Refreshing everyone's memory of our bottle collecting antics, no more than 50 feet from the townhall driveway, was a little building where we could trade our bottles for candy. It certainly was more convenient than lugging the bottles up the hill to our small neighborhood store.

We, however, decided the walk up the moderately inclined hill was well rewarded. The grocery store sold 5 pieces for a penny. So, with 10 bottles, we could walk out with 50 pieces of candy and some ice cream!

******

I felt pretty darn grown up when I graduated from Brownies to Girl Scouts. That meant shedding my brown dress and wearing a green skirt, white blouse, and sash for badges. I knew Mother would help me earn a badge for cooking and another for sewing. I was already goal-oriented.

When I went with Mother to buy the Girl Scout uniform, I was excited until I realized we had to go into one of those fancy stores. I felt like shit when I two-stepped into that store. You may remember as I do, with my brother and me on each hand, my mother saying as we went into some fancy store, "I always feel like shit when I come in here."

The clerk who attended to us in the Girl Scout clothing department added truth to my mother's statement right on the nose. That bitter snooty woman said something to a complete stranger, a 10-year-old child. It was none of her business and completely condescending.

Because they didn't have any fancy little girl uniforms, she looked at me down her nose and said, "Would you like to go on a diet with me, dearie?"

I'm still seething. To add injury to insult, on the way out, Mother hissed, "Oh, I'd like to cut your tastebuds out."


The irony here is though my mother was so humiliated she had to take it out on me, she was delighted I had taste buds to be able to savor anything she baked. She was aware of how grateful I was for that comforting cake greeting me when I came home from a rough day at school.

Shortly after that, at the age of 10, I was put on a 900-calorie diet by the doctor. I did hear similar stories from several women at the shelter where I worked as an advocate. Imagine putting a 10-year-old on a 900-calorie diet.

Hopefully, none of you experienced the same thing. Ah, but as a consolation prize, I was told there was such a thing as dietetic candy. I thought everything would be okay, as I chose the dull-colored hard candies.

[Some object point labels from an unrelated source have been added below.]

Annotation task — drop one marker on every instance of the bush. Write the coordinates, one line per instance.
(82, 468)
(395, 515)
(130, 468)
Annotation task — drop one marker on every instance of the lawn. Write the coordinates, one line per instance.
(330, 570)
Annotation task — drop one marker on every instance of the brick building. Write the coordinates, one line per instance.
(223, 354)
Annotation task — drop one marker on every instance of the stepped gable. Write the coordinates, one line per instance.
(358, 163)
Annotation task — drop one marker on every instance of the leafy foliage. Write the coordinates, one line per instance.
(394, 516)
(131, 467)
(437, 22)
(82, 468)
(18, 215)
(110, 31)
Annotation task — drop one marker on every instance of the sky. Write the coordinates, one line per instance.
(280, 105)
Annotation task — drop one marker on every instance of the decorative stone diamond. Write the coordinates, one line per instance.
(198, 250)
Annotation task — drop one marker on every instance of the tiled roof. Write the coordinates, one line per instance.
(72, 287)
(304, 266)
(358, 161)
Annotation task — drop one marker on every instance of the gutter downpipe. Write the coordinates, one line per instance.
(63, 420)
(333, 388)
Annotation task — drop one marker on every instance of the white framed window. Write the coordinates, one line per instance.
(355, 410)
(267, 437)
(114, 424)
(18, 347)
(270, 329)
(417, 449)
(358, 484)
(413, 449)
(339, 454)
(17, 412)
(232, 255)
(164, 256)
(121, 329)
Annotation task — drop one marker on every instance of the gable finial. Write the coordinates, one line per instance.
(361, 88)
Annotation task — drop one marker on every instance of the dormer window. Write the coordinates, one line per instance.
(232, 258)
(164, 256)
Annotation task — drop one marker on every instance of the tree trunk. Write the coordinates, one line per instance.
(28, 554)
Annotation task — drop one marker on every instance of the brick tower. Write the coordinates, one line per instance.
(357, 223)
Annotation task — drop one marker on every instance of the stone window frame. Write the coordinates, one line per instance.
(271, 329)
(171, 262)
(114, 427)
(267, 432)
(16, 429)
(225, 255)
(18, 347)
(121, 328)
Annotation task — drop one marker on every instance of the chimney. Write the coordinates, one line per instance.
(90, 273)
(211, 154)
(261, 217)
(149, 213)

When I popped one in my mouth, I was afraid my tongue would never be the same. With my tastebuds numbed, I couldn't spit it out fast enough. Ah, that might have been part of the diet plan. Numb her tongue so she doesn't taste anything.
*******

In the pre-diet year era, for lack of space, our gang was bused to another school. My mouth was watering. I couldn't believe what I was seeing. A little van pulled into a space for our recess break. Just as with our other school, candy was for sale at recess.





Author Notes
I hope this turns out better than it was destined for. I lost it when some kind of a virus blocked my documents fortunately I had backups on my email. I'm beginning to appreciate the humor that is surfacing as I reread what I've written.